Heritability Z-scores were > 4, LDSC intercepts approximately 1, and ratios close to 0, indicating that linkage disequilibrium scores reflected polygenic heritability. The strongest genetic correlations were observed between anxiety (ANX) and major depressive disorder (MDD) (rg = 0.86 ± 0.05), then bipolar disorder (BIP) and schizophrenia (SCZ) (rg = 0.69 ± 0.03), with moderate correlations ranging between 0.40 and 0.45 for pairings of ANX with ADHD and BIP, for MDD with ADHD, BIP and SCZ, for anorexia nervosa (AN) and obsessive-compulsive disorder (OCD), and ADHD and dyslexia (DYX) (see Fig. 1a, b, Supplementary Table 2). A regression of effective sample size on estimated genetic correlation for each pair of disorders indicated that there were no effects of sample size on genomic correlation (R2adj = –0.02, p = 0.90, Fig. 1c).

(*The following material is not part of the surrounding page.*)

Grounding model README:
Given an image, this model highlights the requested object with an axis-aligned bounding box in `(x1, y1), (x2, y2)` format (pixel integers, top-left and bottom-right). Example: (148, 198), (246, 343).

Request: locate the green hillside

Fig. 1: Genetic relationships between ten neurodevelopmental and psychiatric disorders.
figure 1

a Pairwise genetic correlations detected using LDSC. Colour intensity scales with correlation coefficient (rg), radius of circles scales with significance of p-values. Asterisks denote statistically significant (p ≤ 0.001) correlations after Bonferroni correction. b Path diagram of genetic correlations. Each edge connecting two phenotype nodes represents genetic correlation between those traits. Width and colour intensity of edges scale with correlation coefficient (rg). Only pairs where rg > 0.3 and correlation is statistically significant (p ≤ 0.05) after Bonferroni correction are displayed. c Regression of effective sample size on estimated genetic correlation for each pair of traits. Selected pairs where rg > 0.3, or rg < 0.1, or effective sample size >100,000 are labelled.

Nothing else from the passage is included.